Finalmente, tomaremos da obra VRC uma passagem (330) que irá completar e resumir todos os ensinamentos das Doutrinas da Palavra do Senhor que temos visto nesta série.
"Foi dito que, quanto mais o homem foge dos males, tanto mais quer os bens; isso provém de que os males e os bens são opostos, pois os males são do inferno e os bens são do céu. Por isso, quanto mais é afastado o inferno, isto é, o mal, mais se aproxima o céu e o homem olha para o bem. Que seja assim, vê-se claramente pelos oito preceitos do Decálogo considerados da maneira seguinte: I - Quanto mais alguém não adora outros deuses, mais adora o verdadeiro Deus.
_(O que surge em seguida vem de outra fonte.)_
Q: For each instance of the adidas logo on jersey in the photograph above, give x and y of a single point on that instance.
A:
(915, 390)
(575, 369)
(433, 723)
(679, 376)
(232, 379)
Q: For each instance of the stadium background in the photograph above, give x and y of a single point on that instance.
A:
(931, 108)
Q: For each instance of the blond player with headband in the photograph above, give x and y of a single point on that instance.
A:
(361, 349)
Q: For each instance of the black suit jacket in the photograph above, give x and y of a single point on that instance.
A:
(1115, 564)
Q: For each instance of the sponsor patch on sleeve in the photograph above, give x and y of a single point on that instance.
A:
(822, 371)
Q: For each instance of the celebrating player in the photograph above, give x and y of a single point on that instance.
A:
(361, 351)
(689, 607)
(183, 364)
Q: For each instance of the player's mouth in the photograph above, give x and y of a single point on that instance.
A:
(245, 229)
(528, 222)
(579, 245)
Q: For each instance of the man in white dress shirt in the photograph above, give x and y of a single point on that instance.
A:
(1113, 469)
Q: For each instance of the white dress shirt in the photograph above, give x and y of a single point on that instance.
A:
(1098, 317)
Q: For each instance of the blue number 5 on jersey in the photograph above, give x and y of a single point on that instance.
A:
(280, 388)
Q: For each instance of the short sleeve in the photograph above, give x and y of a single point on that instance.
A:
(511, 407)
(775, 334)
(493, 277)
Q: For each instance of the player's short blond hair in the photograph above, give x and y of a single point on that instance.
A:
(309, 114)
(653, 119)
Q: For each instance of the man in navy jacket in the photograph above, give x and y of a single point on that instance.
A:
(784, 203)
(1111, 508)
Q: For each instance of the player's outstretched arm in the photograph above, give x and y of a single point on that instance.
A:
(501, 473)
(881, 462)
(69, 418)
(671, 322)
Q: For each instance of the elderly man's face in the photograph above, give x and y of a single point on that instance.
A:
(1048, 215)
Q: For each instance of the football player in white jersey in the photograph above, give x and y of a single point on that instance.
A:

II - Quanto mais alguém não toma o Nome de Deus em vão, mais ama as coisas que são de Deus. III - Quanto mais alguém não quer matar, nem agir por ódio e vingança, mais quer bem ao próximo. IV - Quanto mais alguém não quer cometer adultério, mais quer viver castamente com sua esposa. V - Quanto mais alguém não quer roubar, mais se compraz na sinceridade. VI - Quanto mais alguém não quer dar falso testemunho, mais quer pensar e dizer verdades. VII e VIII - Quanto mais alguém não cobiça as coisas que são do próximo, mais quer com as suas fazer bem ao próximo. Por isto se torna evidente que os preceitos do Decálogo contêm todas as coisas que pertencem ao amor para com Deus e ao amor em relação ao próximo ... A isso é preciso ajuntar duas regras que servirão à Nova Igreja: I - Que ninguém pode fugir dos males como pecados, nem fazer por si mesmo bens que sejam bens diante de Deus; mas que, quanto mais alguém foge dos males como pecados, mais faz os bens, não por si mesmo, mas pelo Senhor. II - Que o homem deve fugir dos males como pecados e combater contra eles como por si mesmo; e que, se alguém foge dos males por qualquer outra causa que não seja porque são pecados, ele não foge, mas unicamente faz com que não apareçam diante do mundo". Amém.